On Aug. 12, Governor Newsom and the US Forest Service Chief signed a non-binding memorandum of understanding that the state needs more pro-active controlled burns. Tim Ingalsbee’s opinion is that the MOU “Is not worth the paper it’s printed on.” And he is not alone in that assessment. Carl Skinner, who retired in 2014 after 42 years managing and researching fire for the US Forest Service, said “We’ve been talking about how this is where we were headed for decades.”
When ProPublica asked Malcolm North, a research ecologist with the US Forest Service, if there was any meaningful scientific dissent to the idea that California needs to do more controlled burns, his short answer was “None that I know of.”

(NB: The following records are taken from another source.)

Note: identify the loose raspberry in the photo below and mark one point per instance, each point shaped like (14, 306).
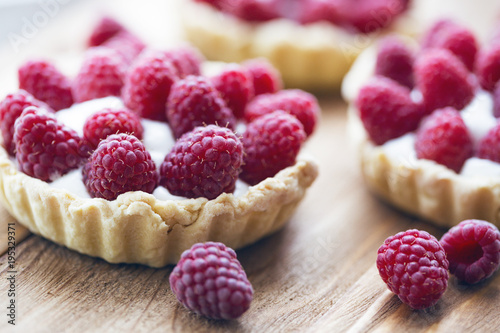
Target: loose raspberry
(102, 74)
(473, 249)
(104, 30)
(41, 79)
(10, 109)
(236, 88)
(488, 67)
(395, 61)
(210, 281)
(148, 84)
(444, 139)
(443, 80)
(46, 149)
(120, 164)
(414, 266)
(266, 79)
(203, 163)
(271, 143)
(111, 121)
(193, 102)
(387, 110)
(298, 103)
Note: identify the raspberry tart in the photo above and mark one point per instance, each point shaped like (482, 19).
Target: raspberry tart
(141, 156)
(424, 116)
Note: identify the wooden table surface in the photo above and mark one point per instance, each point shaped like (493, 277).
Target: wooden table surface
(318, 274)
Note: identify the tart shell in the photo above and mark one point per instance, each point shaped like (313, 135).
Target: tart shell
(138, 228)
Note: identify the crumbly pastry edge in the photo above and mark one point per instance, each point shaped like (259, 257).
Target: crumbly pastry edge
(138, 228)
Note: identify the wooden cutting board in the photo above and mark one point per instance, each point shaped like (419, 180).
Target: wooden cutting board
(317, 274)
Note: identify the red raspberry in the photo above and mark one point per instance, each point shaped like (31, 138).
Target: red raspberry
(111, 121)
(395, 61)
(104, 30)
(387, 110)
(187, 60)
(414, 266)
(10, 109)
(473, 249)
(266, 79)
(271, 143)
(194, 101)
(203, 163)
(41, 79)
(236, 88)
(456, 39)
(444, 139)
(298, 103)
(120, 164)
(443, 80)
(102, 74)
(210, 281)
(488, 67)
(46, 149)
(148, 85)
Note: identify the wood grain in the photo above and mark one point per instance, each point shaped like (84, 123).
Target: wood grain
(318, 274)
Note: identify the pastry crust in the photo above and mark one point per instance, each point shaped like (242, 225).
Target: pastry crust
(138, 228)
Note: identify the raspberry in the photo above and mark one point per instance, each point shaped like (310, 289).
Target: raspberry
(104, 30)
(41, 79)
(271, 143)
(120, 164)
(236, 88)
(46, 149)
(203, 163)
(10, 109)
(266, 79)
(444, 139)
(488, 67)
(298, 103)
(210, 281)
(102, 74)
(395, 61)
(443, 80)
(473, 249)
(148, 85)
(110, 121)
(414, 266)
(387, 110)
(194, 101)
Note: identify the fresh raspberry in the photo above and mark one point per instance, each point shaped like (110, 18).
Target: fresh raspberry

The economics of responsible forest management requires profitable timber harvesting to play a role, but California has no commercial timber operations on state-owned land. Since 1999, when the environmentalist assault on California’s timber industry began in earnest, the timber industry has shrunk by half. Reviving California’s timber industry would go a long way toward reducing catastrophic fires, which would in turn save lives and livelihoods, but it is unlikely that will occur.
Even with rising temperatures, much could have been done in the past decades to mitigate the effects of any increased fire risks, and experts in fire management have been trying to ring that alarm for years. Their pleas have most often fallen on deaf ears.
Craig Thomas, director of the Fire Restoration Group, has been participating in this conversation for more than thirty years and indicates that unless there is a change in decision-makers, he is not that hopeful for the future. “It’s painful”, said Thomas, and “until different people own the calculator or say how the buttons get pushed, it’s going to stay that way.”